Foto: Reprodução/ TV Justiça
Acontece praticamente toda semana, mas nesta quinta-feira, 20, um ministro do Supremo Tribunal Federal (STF) admitiu: “Estamos passando por cima do legislador”. Foi durante o julgamento sobre a descriminalização da posse de maconha para uso pessoal.
O presidente do STF, Luís Roberto Barroso, iniciou a sessão lembrando que já havia cinco votos favoráveis para liberar a posse da droga em pequenas quantidades sem punição penal: ele próprio, Gilmar Mendes, Rosa Weber e Alexandre de Moraes se arriscaram a estipular a quantidade que poderia ser portada sem infringir a lei, estabelecendo 60 gramas ou seis plantas fêmeas.
Edson Fachin votou a favor da descriminalização, mas opinou que a quantidade legal deveria ser determinada pelo Congresso Nacional. Cristiano Zanin, Kassio Nunes Marques e André Mendonça votaram contra a descriminalização.
Após o resumo, Barroso mencionou que recebeu uma ligação do presidente da Confederação Nacional dos Bispos do Brasil (CNBB), Dom Jaime Spengler, manifestando preocupação com a questão. O presidente do STF disse que Spengler foi “vítima, em parte, de uma certa desinformação”.
“Crime ou não?”, indagou Barroso. Ele esclareceu que “o Supremo Tribunal Federal considera, tal como a legislação em vigor, que o consumo de drogas, o porte de drogas, mesmo para consumo pessoal, é um ato ilícito”. “Então, o Supremo não está legalizando droga. O Supremo mantém o consumo de droga como um comportamento ilícito, que fique claro”, completou.
O debate central, segundo Barroso, é se o consumo de drogas deve ser tratado como um ato ilícito penal ou administrativo, ou seja, se implica em prisão ou em prestação de serviços à comunidade. Ele acrescentou que é essencial estabelecer critérios iguais para todos, “ricos e pobres”, “brancos e negros”, para evitar discriminação.
Mendonça, que participava remotamente da sessão, pediu a palavra para dizer que não acredita que o presidente da CNBB esteja desinformado. “A opinião dele é compartilhada por mim, ela está consignada no meu voto”, afirmou Mendonça, sendo interrompido por Barroso.
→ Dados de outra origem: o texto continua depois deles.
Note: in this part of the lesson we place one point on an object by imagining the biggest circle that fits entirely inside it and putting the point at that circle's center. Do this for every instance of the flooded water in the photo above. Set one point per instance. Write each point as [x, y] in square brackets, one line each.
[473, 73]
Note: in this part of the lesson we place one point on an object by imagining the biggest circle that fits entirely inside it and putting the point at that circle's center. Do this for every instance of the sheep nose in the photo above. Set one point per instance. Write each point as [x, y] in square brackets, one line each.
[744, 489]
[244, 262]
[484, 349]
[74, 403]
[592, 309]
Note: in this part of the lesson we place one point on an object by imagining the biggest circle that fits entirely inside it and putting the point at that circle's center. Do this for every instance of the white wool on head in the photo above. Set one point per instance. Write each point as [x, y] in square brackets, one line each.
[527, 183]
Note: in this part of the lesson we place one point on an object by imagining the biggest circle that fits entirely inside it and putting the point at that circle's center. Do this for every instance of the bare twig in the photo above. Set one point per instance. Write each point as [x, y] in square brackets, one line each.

“André, Vossa Excelência me desculpe, mas eu conversei com ele e ele me disse que não estava ciente de que esta era a discussão”, retrucou o presidente do STF. “E, portanto, eu me comprometi com ele a prestar esse esclarecimento no início da sessão, porque ele me disse que não estava informado de que esta era a questão e ele se preocupou em me dizer que trabalhou em periferia, que droga é uma coisa que faz mal às pessoas e às comunidades. E eu disse a ele que todos nós aqui concordamos com isso, que todos nós aqui temos uma posição contrária às drogas ilícitas, que nós não estamos decidindo a legalização das drogas. Portanto, ele me disse que tinha uma informação incorreta sobre o que estava sendo decidido.”
“Mendonça respondeu, dizendo que não acha que o presidente da CNBB tenha informação incorreta sobre o assunto. ‘A grande verdade é que nós estamos passando por cima do legislador caso essa votação prevaleça com a maioria que hoje está estabelecida. O legislador definiu que portar drogas é crime. Transformar isso em ilícito administrativo é ultrapassar a vontade do legislador. Nenhum país do mundo fez isso por decisão judicial’, argumentou.”
O ministro prosseguiu: “Em segundo lugar, a grande pergunta que fica: quem vai fiscalizar? Quem vai processar? Quem vai condenar? Quem vai acompanhar a execução dessa sanção [administrativa]? Não existe. Essa deliberação tem que ser adotada pelo legislador. Sou contra, mas me curvaria caso o legislador deliberasse em sentido contrário”, reiterando que “o presidente da CNBB não é vítima de desinformação”.
Barroso rebateu dizendo que Mendonça expressou o mesmo pensamento que ele, “apenas com um tom um pouco mais panfletário”. O debate continuou antes do início do voto de Dias Toffoli, que se espera que forme a maioria para descriminalizar a posse de pequenas quantidades de maconha.